Of course, in a country where an over-sized guinea fowl can take you apart, certainly a snail – you read right, the bunch of goo hooded with a pretty shell – can be fatal too. In recent years, 20 people have been unable to ‘outrun’ the marine dwelling Marble Cone Snail and, as a result, met their untimely demise.
Other deadly Aussie marine nasties, of course, include sharks, the Blue Ringed Octopus, Stone Fish and …

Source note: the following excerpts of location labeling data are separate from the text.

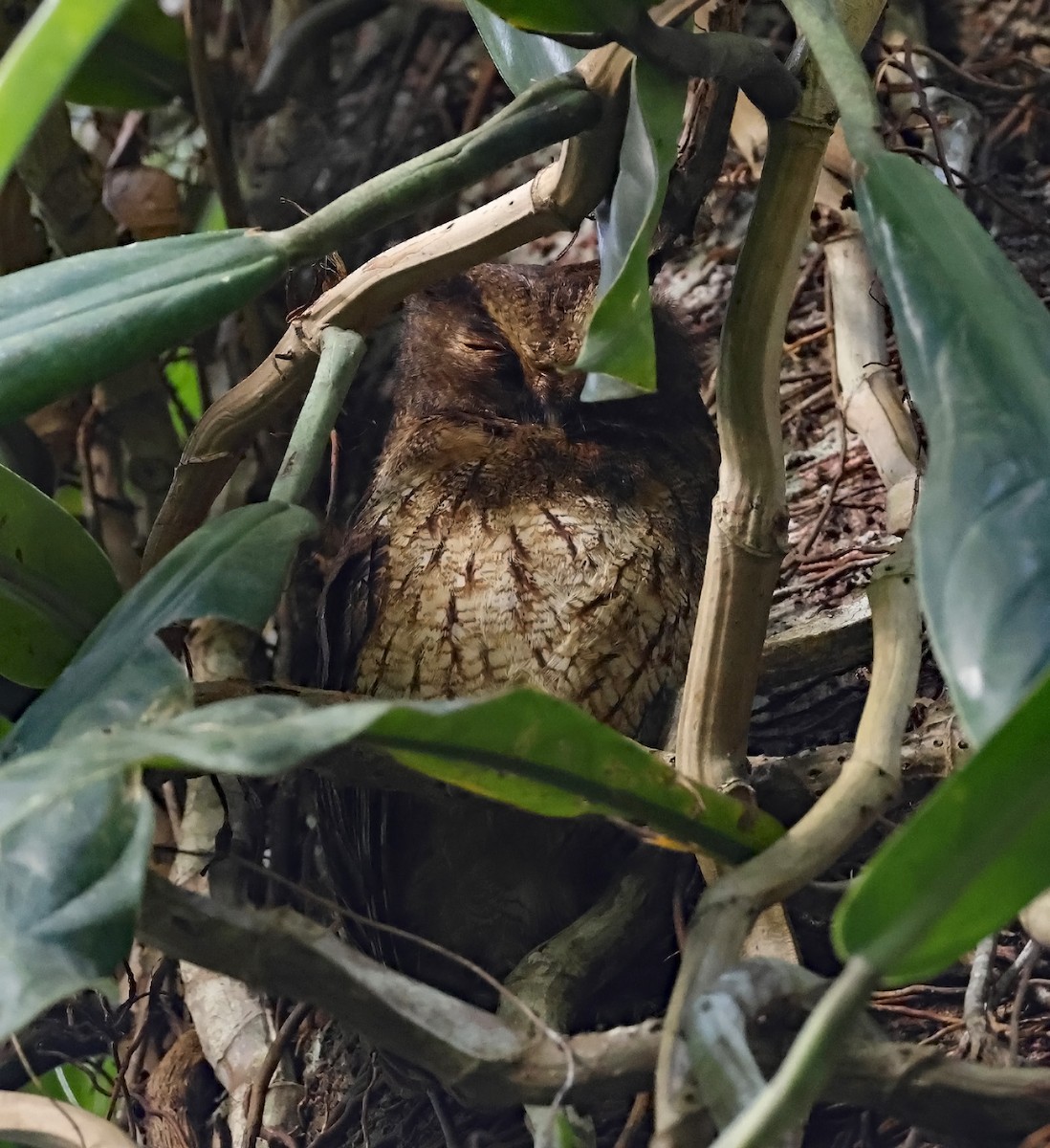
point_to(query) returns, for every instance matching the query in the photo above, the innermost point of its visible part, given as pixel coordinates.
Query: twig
(261, 1085)
(864, 786)
(292, 49)
(975, 1002)
(1019, 1004)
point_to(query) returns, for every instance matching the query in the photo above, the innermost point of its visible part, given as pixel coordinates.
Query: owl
(512, 534)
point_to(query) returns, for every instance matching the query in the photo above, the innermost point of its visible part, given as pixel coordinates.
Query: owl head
(500, 342)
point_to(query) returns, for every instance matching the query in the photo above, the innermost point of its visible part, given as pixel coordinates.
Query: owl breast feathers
(514, 534)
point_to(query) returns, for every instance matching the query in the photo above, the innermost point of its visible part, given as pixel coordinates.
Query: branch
(867, 782)
(488, 1065)
(558, 198)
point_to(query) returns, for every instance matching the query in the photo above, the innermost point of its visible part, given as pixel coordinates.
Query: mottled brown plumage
(514, 534)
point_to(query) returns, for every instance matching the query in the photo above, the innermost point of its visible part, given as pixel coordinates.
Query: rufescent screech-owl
(514, 534)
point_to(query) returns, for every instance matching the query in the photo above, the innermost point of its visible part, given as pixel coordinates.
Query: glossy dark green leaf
(141, 62)
(74, 847)
(962, 867)
(566, 15)
(975, 348)
(620, 349)
(67, 324)
(75, 824)
(37, 66)
(230, 567)
(55, 584)
(521, 57)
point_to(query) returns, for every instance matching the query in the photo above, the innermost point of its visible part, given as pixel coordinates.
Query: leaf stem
(341, 355)
(545, 114)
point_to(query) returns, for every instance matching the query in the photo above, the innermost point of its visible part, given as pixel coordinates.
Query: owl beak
(556, 393)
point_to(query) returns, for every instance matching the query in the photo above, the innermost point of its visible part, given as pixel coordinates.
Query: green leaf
(142, 62)
(567, 15)
(232, 567)
(74, 847)
(67, 324)
(41, 58)
(74, 1085)
(962, 867)
(521, 57)
(55, 584)
(620, 349)
(76, 825)
(975, 348)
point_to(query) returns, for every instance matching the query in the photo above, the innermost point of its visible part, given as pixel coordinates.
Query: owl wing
(353, 822)
(350, 602)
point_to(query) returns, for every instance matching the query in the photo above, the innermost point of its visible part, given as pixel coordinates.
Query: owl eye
(485, 347)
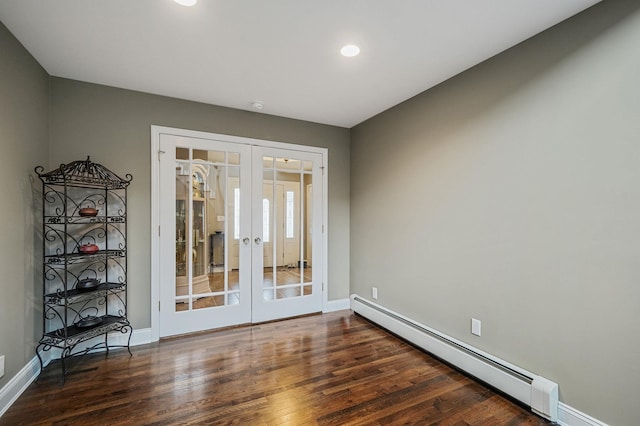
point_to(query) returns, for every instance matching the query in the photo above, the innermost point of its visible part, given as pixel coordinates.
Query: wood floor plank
(331, 369)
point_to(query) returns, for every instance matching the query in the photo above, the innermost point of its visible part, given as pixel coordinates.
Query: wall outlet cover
(476, 327)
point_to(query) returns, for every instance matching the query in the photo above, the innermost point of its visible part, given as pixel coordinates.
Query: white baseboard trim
(138, 337)
(569, 416)
(18, 384)
(337, 305)
(21, 381)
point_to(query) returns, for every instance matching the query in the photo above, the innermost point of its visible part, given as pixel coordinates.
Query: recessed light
(350, 50)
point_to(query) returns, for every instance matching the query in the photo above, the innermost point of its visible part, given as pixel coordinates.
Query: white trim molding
(569, 416)
(156, 132)
(18, 384)
(336, 305)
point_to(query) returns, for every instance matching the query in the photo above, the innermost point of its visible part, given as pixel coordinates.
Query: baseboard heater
(532, 390)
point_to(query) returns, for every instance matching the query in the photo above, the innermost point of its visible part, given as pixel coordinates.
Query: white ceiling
(284, 53)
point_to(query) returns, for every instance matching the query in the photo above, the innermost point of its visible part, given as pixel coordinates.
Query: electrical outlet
(476, 327)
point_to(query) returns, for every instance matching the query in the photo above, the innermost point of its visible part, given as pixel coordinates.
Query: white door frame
(156, 131)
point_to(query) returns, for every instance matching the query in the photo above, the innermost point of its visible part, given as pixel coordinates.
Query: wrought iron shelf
(84, 220)
(84, 205)
(72, 335)
(62, 296)
(83, 257)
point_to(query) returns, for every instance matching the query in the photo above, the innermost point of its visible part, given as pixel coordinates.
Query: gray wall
(24, 121)
(113, 126)
(511, 194)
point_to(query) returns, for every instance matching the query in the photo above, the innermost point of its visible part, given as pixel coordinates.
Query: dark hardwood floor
(332, 369)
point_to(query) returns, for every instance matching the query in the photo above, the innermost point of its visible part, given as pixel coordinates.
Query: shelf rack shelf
(84, 233)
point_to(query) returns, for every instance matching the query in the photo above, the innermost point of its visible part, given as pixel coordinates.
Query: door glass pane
(233, 233)
(206, 186)
(269, 232)
(286, 226)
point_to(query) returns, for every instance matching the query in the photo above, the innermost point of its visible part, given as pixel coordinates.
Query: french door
(237, 227)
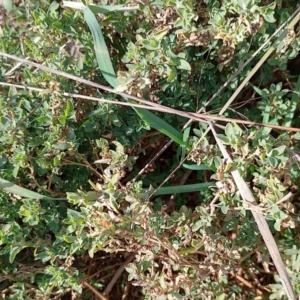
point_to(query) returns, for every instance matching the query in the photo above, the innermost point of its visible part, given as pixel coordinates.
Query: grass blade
(25, 193)
(180, 189)
(101, 51)
(195, 167)
(106, 68)
(104, 9)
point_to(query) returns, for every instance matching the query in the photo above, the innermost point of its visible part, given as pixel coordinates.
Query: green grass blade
(25, 193)
(106, 68)
(159, 124)
(179, 189)
(101, 51)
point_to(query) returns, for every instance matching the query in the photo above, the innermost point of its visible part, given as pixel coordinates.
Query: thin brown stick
(261, 222)
(99, 295)
(118, 273)
(158, 107)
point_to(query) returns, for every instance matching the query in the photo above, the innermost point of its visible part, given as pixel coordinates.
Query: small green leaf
(13, 253)
(184, 65)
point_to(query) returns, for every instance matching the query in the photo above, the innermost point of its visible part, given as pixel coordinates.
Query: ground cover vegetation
(93, 204)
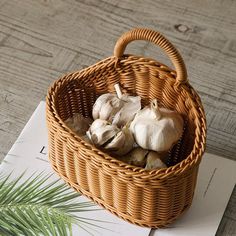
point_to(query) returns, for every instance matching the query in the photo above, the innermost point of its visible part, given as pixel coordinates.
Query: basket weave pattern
(151, 198)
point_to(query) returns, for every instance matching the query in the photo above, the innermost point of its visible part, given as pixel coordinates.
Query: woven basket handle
(159, 40)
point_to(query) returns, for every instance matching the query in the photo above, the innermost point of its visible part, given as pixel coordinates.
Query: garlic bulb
(118, 109)
(157, 129)
(122, 142)
(110, 137)
(154, 161)
(106, 106)
(78, 123)
(101, 131)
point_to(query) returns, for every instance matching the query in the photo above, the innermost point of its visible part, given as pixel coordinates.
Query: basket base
(122, 215)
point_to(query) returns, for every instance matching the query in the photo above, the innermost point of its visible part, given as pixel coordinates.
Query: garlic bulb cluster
(145, 158)
(157, 129)
(137, 137)
(109, 137)
(119, 109)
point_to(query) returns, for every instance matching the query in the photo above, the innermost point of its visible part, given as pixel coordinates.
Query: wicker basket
(151, 198)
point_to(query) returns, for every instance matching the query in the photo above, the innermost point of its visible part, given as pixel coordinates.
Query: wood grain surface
(41, 40)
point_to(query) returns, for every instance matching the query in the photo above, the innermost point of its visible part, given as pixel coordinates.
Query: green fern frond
(37, 207)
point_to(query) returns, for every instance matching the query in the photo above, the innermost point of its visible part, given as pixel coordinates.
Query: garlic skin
(106, 106)
(101, 131)
(122, 143)
(157, 129)
(119, 109)
(154, 161)
(126, 114)
(78, 124)
(137, 157)
(108, 136)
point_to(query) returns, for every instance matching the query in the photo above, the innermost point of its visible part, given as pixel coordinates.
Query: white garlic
(118, 109)
(108, 136)
(154, 161)
(157, 129)
(78, 123)
(101, 131)
(122, 143)
(106, 106)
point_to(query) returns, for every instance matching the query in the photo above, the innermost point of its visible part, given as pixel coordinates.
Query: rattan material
(148, 198)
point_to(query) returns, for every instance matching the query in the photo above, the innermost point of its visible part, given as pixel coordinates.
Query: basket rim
(193, 159)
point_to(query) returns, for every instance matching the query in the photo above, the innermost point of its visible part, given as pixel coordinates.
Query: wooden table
(42, 39)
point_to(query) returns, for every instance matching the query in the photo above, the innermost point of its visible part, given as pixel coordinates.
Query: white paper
(216, 179)
(29, 153)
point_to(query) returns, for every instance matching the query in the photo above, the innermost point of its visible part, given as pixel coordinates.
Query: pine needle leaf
(36, 206)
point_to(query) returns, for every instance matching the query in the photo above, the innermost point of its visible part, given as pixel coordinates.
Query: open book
(216, 180)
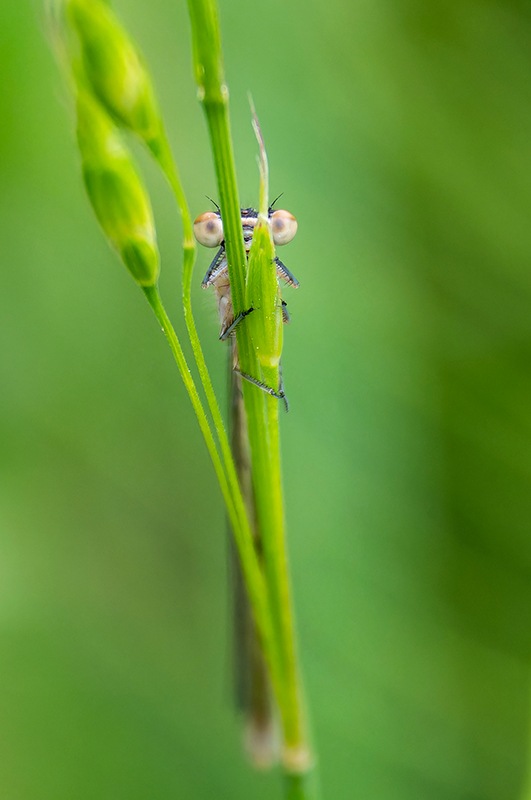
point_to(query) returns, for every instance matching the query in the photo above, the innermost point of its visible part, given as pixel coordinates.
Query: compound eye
(208, 229)
(283, 226)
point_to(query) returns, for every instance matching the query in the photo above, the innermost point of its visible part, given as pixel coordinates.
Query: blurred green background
(400, 134)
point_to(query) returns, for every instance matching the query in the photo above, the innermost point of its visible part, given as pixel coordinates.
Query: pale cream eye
(208, 229)
(283, 226)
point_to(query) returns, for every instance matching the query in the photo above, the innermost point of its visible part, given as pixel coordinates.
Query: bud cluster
(113, 93)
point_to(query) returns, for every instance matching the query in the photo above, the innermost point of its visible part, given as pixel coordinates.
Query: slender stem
(233, 501)
(262, 418)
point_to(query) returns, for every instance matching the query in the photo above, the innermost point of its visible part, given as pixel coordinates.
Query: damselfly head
(283, 226)
(208, 229)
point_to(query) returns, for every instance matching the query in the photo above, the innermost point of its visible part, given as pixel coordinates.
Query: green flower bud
(114, 68)
(116, 192)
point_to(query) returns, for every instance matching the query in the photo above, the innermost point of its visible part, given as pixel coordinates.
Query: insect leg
(284, 273)
(235, 322)
(265, 388)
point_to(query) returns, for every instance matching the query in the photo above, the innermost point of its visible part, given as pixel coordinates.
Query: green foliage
(400, 134)
(116, 192)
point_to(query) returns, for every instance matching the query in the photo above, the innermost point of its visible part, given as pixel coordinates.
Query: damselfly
(252, 684)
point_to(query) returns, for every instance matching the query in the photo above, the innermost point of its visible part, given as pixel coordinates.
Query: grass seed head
(114, 68)
(116, 192)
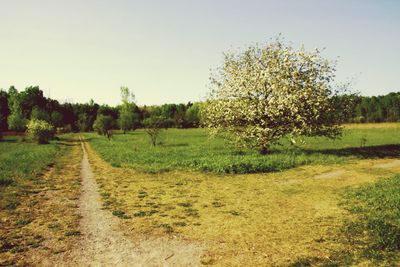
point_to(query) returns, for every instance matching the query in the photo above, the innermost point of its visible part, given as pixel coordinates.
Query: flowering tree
(267, 92)
(41, 131)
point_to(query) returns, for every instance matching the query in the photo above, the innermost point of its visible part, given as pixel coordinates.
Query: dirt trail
(104, 244)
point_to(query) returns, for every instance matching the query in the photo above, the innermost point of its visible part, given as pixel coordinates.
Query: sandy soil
(103, 243)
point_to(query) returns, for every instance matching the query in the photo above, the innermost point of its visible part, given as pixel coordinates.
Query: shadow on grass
(175, 145)
(382, 151)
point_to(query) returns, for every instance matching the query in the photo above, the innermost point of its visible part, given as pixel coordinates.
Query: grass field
(307, 215)
(37, 190)
(191, 149)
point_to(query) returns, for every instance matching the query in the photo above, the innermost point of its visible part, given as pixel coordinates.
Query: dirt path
(104, 244)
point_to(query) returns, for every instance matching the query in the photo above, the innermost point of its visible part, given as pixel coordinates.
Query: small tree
(83, 122)
(154, 126)
(192, 116)
(16, 121)
(56, 119)
(272, 91)
(40, 131)
(103, 125)
(39, 114)
(127, 117)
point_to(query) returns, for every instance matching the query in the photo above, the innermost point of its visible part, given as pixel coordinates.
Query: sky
(163, 50)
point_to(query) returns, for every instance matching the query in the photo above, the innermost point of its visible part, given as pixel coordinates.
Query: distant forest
(80, 117)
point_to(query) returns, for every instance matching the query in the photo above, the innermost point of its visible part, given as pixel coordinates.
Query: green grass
(375, 230)
(22, 161)
(191, 149)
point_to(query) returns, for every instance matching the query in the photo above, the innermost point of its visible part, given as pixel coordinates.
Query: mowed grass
(275, 219)
(22, 160)
(293, 217)
(40, 186)
(192, 149)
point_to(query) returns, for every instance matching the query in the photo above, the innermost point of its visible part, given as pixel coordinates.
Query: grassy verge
(38, 200)
(375, 229)
(191, 149)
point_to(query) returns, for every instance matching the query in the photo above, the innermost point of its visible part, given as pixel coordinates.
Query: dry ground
(242, 220)
(46, 222)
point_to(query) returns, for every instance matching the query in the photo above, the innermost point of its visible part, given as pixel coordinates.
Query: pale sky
(163, 50)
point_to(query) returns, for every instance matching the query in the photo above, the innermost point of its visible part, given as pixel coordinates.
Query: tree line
(17, 107)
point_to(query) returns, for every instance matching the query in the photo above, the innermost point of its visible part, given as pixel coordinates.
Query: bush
(40, 131)
(103, 125)
(154, 126)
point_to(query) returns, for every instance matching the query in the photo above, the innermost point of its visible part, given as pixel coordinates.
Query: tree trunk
(263, 150)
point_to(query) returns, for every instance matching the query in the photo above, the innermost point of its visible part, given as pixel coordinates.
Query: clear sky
(163, 50)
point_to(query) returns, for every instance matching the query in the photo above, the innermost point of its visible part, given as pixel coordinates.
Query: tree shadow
(368, 152)
(175, 145)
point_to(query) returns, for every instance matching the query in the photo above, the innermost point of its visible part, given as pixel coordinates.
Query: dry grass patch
(248, 220)
(45, 223)
(383, 125)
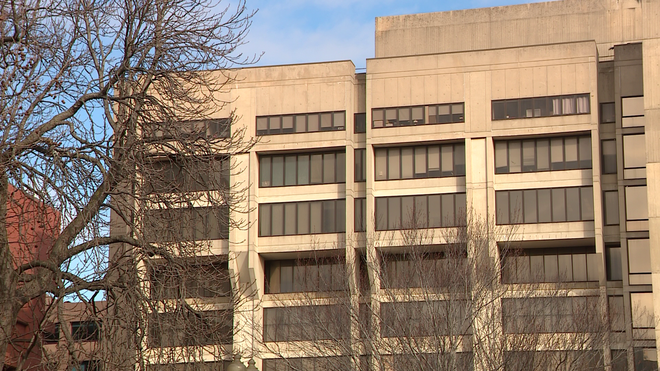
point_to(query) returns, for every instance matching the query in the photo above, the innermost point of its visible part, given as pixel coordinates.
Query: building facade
(538, 118)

Okay, so maybe you gave up on camping — for very valid reasons — and decide to enjoy a day at the beach instead. Step away from the water, drop your beach bucket and run for your life (to the nearest pub is safe sanctuary). In Australia another blob of brainless goo can of course kill you. The Box Jellyfish is a notoriously dangerous Australian native and has been labelled ‘the world’s most venomous creature’. With tentacles reaching around 60 meters wrapping around a victim’s bikini-clad body, it injects harpoon-like triggers full of venom. Victims suffer excruciating pain and death is possible within 2 to 5 minutes! There is no anti-venom available and victims are treated symptomatically. Ouch!
Ewwwww! Australia is home to a number a poisonous spiders and the world’s most venomous (picking up the trend here?). The Sydney Funnel Web (pics top and below), the Bird Eating Tarantula (Yes , a spider that eats birds) and the Trapdoor Spider are a common sight in suburban Australia. Luckily, clever humans quickly caught on and, thanks to a well-practiced spider-stomping technique and remarkable advances in anti-venom research, not many human fatalities due to a spider’s bite are recorded these days.
Yup. Sitting on your kitchen counter are Australia’s biggest killers on this list. According to statistics from The Electrical Regulatory Authorities Council, there were about 70 fatalities in the past five years resulting from electrical faults in kitchen appliances. Faulty appliances were also responsible for more than 11,000 house fires in same period. So you see, Australia’s weather and animals really aren’t that bad after all. It’s the toasters you need to watch out for.